To achieve its aim of empowering local people, Government must put much more of the detail behind departmental plans into the public domain.
This information must be relevant, robust and easily accessible if it is to serve as a basis for proper accountability.
If Parliament and the public are to use this data to monitor performance and assess value for money, they also need to be able to understand the quality and limitations of that data."
Margaret Hodge was speaking as the Committee published its 37th Report of this Session.
The Spending Review 2010 set out the Government’s policy and financial priorities, and a spending framework requiring significant cuts to most departmental budgets. Subsequently, the Government published 17 Departmental Business Plans which focus on the priorities set out in the Coalition Agreement and are designed to provide a basis for accountability for delivery of those actions. The Plans do not cover all departmental responsibilities or spending and must be supported by more detailed planning across all budgets within departments.

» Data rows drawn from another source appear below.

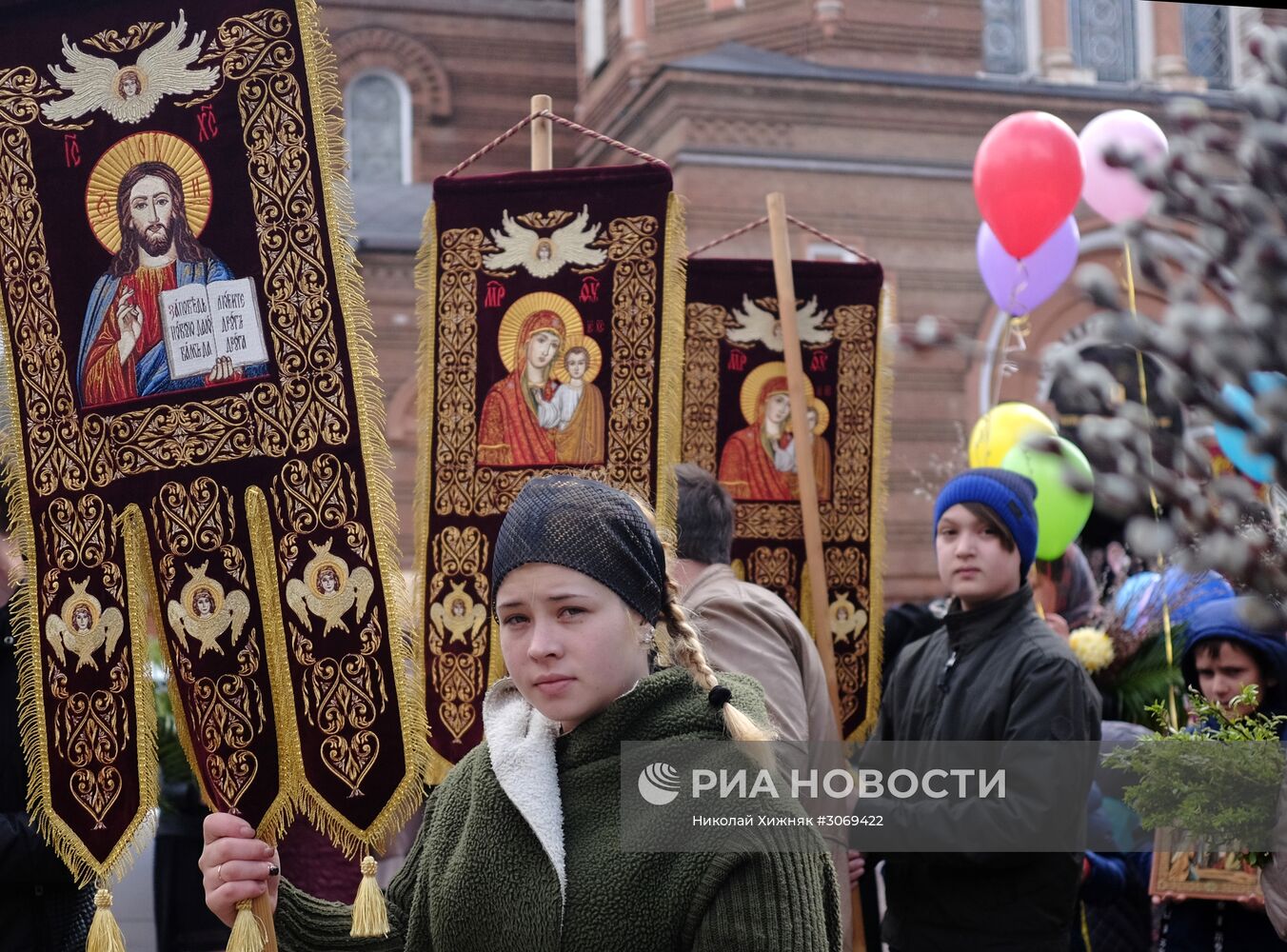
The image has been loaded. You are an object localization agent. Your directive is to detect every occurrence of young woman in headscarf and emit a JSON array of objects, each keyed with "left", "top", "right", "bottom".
[{"left": 200, "top": 476, "right": 841, "bottom": 952}]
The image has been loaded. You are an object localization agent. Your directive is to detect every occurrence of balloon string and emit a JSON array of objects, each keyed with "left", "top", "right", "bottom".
[{"left": 1122, "top": 238, "right": 1180, "bottom": 731}]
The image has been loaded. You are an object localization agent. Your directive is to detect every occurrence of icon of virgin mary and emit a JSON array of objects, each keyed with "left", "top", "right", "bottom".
[
  {"left": 720, "top": 360, "right": 813, "bottom": 502},
  {"left": 478, "top": 292, "right": 583, "bottom": 466}
]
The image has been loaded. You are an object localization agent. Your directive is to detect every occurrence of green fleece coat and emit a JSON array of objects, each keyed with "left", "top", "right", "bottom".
[{"left": 275, "top": 669, "right": 841, "bottom": 952}]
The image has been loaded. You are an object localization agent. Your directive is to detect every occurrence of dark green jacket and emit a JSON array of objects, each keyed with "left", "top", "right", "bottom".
[
  {"left": 275, "top": 669, "right": 841, "bottom": 952},
  {"left": 874, "top": 585, "right": 1100, "bottom": 952}
]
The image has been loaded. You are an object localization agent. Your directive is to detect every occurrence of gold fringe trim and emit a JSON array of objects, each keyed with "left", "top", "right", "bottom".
[
  {"left": 654, "top": 191, "right": 688, "bottom": 535},
  {"left": 412, "top": 202, "right": 452, "bottom": 786},
  {"left": 85, "top": 886, "right": 125, "bottom": 952},
  {"left": 844, "top": 283, "right": 897, "bottom": 741},
  {"left": 0, "top": 247, "right": 160, "bottom": 896},
  {"left": 283, "top": 0, "right": 428, "bottom": 856}
]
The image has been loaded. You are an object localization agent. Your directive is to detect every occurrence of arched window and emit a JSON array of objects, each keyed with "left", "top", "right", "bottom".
[
  {"left": 344, "top": 70, "right": 410, "bottom": 184},
  {"left": 983, "top": 0, "right": 1028, "bottom": 74},
  {"left": 1068, "top": 0, "right": 1137, "bottom": 82},
  {"left": 1184, "top": 4, "right": 1233, "bottom": 89}
]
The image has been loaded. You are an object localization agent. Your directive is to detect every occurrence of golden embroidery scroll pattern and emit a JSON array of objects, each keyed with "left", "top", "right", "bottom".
[
  {"left": 683, "top": 304, "right": 728, "bottom": 472},
  {"left": 150, "top": 476, "right": 267, "bottom": 812},
  {"left": 823, "top": 304, "right": 878, "bottom": 543},
  {"left": 273, "top": 453, "right": 372, "bottom": 579},
  {"left": 271, "top": 454, "right": 388, "bottom": 796},
  {"left": 746, "top": 545, "right": 801, "bottom": 611},
  {"left": 426, "top": 526, "right": 491, "bottom": 744},
  {"left": 606, "top": 215, "right": 659, "bottom": 499},
  {"left": 826, "top": 545, "right": 871, "bottom": 721},
  {"left": 108, "top": 384, "right": 286, "bottom": 477},
  {"left": 0, "top": 114, "right": 89, "bottom": 495},
  {"left": 237, "top": 50, "right": 350, "bottom": 453},
  {"left": 434, "top": 228, "right": 497, "bottom": 516},
  {"left": 39, "top": 519, "right": 132, "bottom": 828}
]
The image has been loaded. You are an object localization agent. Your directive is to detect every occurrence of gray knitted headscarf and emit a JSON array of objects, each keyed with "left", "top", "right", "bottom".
[{"left": 491, "top": 476, "right": 666, "bottom": 624}]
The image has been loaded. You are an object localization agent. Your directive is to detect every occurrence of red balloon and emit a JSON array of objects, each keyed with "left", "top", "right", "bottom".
[{"left": 974, "top": 112, "right": 1086, "bottom": 257}]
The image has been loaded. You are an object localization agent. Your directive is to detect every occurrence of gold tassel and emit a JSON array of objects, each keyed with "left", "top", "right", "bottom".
[
  {"left": 85, "top": 886, "right": 125, "bottom": 952},
  {"left": 225, "top": 900, "right": 267, "bottom": 952},
  {"left": 348, "top": 856, "right": 388, "bottom": 939}
]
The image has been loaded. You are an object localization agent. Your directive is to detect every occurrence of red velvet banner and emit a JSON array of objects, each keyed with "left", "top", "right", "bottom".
[
  {"left": 0, "top": 0, "right": 424, "bottom": 876},
  {"left": 416, "top": 165, "right": 683, "bottom": 783},
  {"left": 683, "top": 259, "right": 888, "bottom": 739}
]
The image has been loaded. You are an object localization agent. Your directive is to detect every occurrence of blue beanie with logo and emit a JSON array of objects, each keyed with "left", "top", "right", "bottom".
[{"left": 935, "top": 467, "right": 1038, "bottom": 579}]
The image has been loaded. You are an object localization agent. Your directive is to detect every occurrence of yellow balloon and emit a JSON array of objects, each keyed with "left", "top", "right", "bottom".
[{"left": 969, "top": 403, "right": 1057, "bottom": 467}]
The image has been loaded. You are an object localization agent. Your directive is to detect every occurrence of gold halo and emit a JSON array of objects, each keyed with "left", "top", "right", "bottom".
[
  {"left": 808, "top": 396, "right": 831, "bottom": 436},
  {"left": 826, "top": 594, "right": 859, "bottom": 629},
  {"left": 179, "top": 572, "right": 224, "bottom": 619},
  {"left": 742, "top": 360, "right": 822, "bottom": 426},
  {"left": 304, "top": 554, "right": 348, "bottom": 598},
  {"left": 496, "top": 290, "right": 588, "bottom": 373},
  {"left": 63, "top": 594, "right": 103, "bottom": 632},
  {"left": 551, "top": 337, "right": 604, "bottom": 384},
  {"left": 85, "top": 132, "right": 211, "bottom": 255}
]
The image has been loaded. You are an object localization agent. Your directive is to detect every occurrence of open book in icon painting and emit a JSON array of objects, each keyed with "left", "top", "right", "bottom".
[{"left": 161, "top": 278, "right": 267, "bottom": 378}]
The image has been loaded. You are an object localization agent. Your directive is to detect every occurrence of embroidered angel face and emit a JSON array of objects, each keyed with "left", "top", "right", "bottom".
[
  {"left": 116, "top": 69, "right": 143, "bottom": 99},
  {"left": 497, "top": 563, "right": 647, "bottom": 731},
  {"left": 318, "top": 566, "right": 340, "bottom": 596},
  {"left": 191, "top": 588, "right": 215, "bottom": 618}
]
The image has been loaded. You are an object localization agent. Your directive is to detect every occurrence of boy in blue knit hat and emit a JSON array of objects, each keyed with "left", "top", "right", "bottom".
[{"left": 874, "top": 468, "right": 1099, "bottom": 952}]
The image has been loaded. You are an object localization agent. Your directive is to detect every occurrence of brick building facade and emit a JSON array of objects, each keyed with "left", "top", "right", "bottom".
[{"left": 326, "top": 0, "right": 1287, "bottom": 604}]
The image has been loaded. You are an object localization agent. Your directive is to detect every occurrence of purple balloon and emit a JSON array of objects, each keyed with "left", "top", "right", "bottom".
[{"left": 974, "top": 215, "right": 1081, "bottom": 316}]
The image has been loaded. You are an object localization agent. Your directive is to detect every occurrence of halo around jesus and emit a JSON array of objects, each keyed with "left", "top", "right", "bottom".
[
  {"left": 552, "top": 334, "right": 604, "bottom": 384},
  {"left": 85, "top": 132, "right": 212, "bottom": 255}
]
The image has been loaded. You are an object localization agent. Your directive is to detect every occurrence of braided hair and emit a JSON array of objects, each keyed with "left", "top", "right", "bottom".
[{"left": 662, "top": 571, "right": 774, "bottom": 741}]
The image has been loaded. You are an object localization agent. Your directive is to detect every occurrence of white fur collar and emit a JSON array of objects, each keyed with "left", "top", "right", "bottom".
[{"left": 483, "top": 678, "right": 567, "bottom": 903}]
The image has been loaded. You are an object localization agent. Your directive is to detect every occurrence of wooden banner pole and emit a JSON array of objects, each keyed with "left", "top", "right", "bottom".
[
  {"left": 767, "top": 191, "right": 844, "bottom": 737},
  {"left": 765, "top": 191, "right": 875, "bottom": 952},
  {"left": 530, "top": 95, "right": 555, "bottom": 172}
]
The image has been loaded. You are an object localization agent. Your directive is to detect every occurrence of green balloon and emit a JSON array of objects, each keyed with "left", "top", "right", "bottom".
[{"left": 1001, "top": 437, "right": 1096, "bottom": 561}]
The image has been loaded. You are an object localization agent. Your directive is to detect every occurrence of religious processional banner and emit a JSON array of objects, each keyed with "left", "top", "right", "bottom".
[
  {"left": 683, "top": 259, "right": 889, "bottom": 740},
  {"left": 416, "top": 162, "right": 684, "bottom": 783},
  {"left": 0, "top": 0, "right": 425, "bottom": 879}
]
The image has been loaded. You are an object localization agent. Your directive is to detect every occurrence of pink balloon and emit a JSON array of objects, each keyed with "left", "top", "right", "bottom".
[{"left": 1078, "top": 109, "right": 1167, "bottom": 225}]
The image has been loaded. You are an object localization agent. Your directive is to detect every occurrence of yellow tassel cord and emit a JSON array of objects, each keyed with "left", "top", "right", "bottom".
[
  {"left": 280, "top": 0, "right": 428, "bottom": 856},
  {"left": 844, "top": 282, "right": 897, "bottom": 741},
  {"left": 654, "top": 191, "right": 688, "bottom": 538},
  {"left": 348, "top": 856, "right": 388, "bottom": 939},
  {"left": 1122, "top": 239, "right": 1180, "bottom": 731},
  {"left": 85, "top": 886, "right": 125, "bottom": 952},
  {"left": 224, "top": 900, "right": 267, "bottom": 952}
]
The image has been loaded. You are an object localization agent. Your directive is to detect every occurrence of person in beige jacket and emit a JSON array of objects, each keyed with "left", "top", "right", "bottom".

The Business Plans provide detailed coverage and accountability for implementation of the Coalition Programme. The plans set out a policy intention to shift power from central government to local communities and locally based public, private and voluntary bodies. The Government wants to empower local people and embed local accountability by making more data more freely available so that people can assess value for money and services providers can be accountable. However, the planning to support the implementation of the reforms and new models of service delivery is at different stages in different departments with much of the detail under development or not yet in the public domain.
The Business Plans also contain key indicators of input and impact which the Government intends should provide high level accountability to Parliament and others for overall departmental performance. The Plans will also be a source of information for Parliament as they underpin the allocation of resources within departments and the subsequent accountability for the use of those resources. The management of the full range of departmental activity, however, will require more detailed operational planning and information.
The committee's findings
The committee took evidence from officials from the Cabinet Office and the Treasury; and from two line departments - the Department of Business, Innovation and Skills and the Home Office. We also heard evidence from the Minister of State for the Cabinet and the Chief Secretary, HM Treasury who explained the political rationale for the plans and the structural reforms. We examined the business planning process as a basis for managing reform, for reducing costs, and for departmental strategic management and accountability.
This report identifies a number of important areas that departments should consider that will aid them to: clarify accountability; support cost-effective implementation of Government policies; and secure effective performance management.